S’il s’agit d’un outil développé de façon volontaire par l’entreprise, l’efficacité du prix interne du carbone, dès lors qu’il est mis en place, n’en reste pas moins importante. Or, pour ce faire, il est important qu’il ne reste pas l’apanage de la direction RSE de l’entreprise à qui il incombe souvent de gérer les activités de décarbonation de l’entreprise. En effet, il ne se peut alors se concevoir comme un élément structurant de la prise de décision.

Au contraire, pour influencer durablement les décisions au niveau de l’entreprise, le prix interne du carbone devra associer toutes les directions compétentes de l’entreprise, notamment la direction financière. Afin de rendre le prix interne du carbone outil de transformation et de décarbonation de l’entreprise, il conviendra de le sortir de sa boîte noire, au-delà même des directions.

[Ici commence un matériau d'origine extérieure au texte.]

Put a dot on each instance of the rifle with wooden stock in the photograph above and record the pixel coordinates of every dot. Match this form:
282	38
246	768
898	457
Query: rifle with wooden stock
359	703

L’expertise doit se développer au sein des métiers et dans les différentes géographies de l’entreprise. Favoriser la prise en compte du facteur carbone à chaque étage décisionnel d’une entreprise et considérer le coût du carbone dans le pilotage des activités de l’entreprise devient indispensable. Si cette intégration totale du prix interne du carbone en tant qu’outil ne se constate qu’encore rarement, il est notable qu’elle existe dans certains cas. Pourtant, cela ne se traduit pas encore par un consensus sur la pratique, ce qui laisse les entreprises face à des défis structurants pour appréhender au mieux ce mécanisme.

Cinq recommandations pour un prix interne du carbone efficace

L’objectif de ce travail n’est pas de rajouter un cadre normatif aux entreprises, mais plutôt de dépeindre un état des lieux de l’utilisation du prix interne du carbone en entreprise, et de faciliter la mise en place de cet outil par les entreprises désireuses d’accélérer leur travail de décarbonation. À ce titre, nous dressons une série de cinq recommandations actionnables par les entreprises en quête d’une tarification interne du carbone efficiente.

 

Pour maximiser l’efficacité du prix interne du carbone, l’entreprise devra d’abord retenir le prix de marché pour fixer sa trajectoire, plutôt que la valeur tutélaire du carbone. De la même manière, face à la fonte du budget carbone mondial, il conviendra pour l’entreprise de définir des trajectoires croissantes du prix interne, à différents horizons de temps. Ces trajectoires pourront être régulièrement révisées, dans une optique d’actualisation de leur anticipation de l’évolution des prix de marché et des coûts d’abattement.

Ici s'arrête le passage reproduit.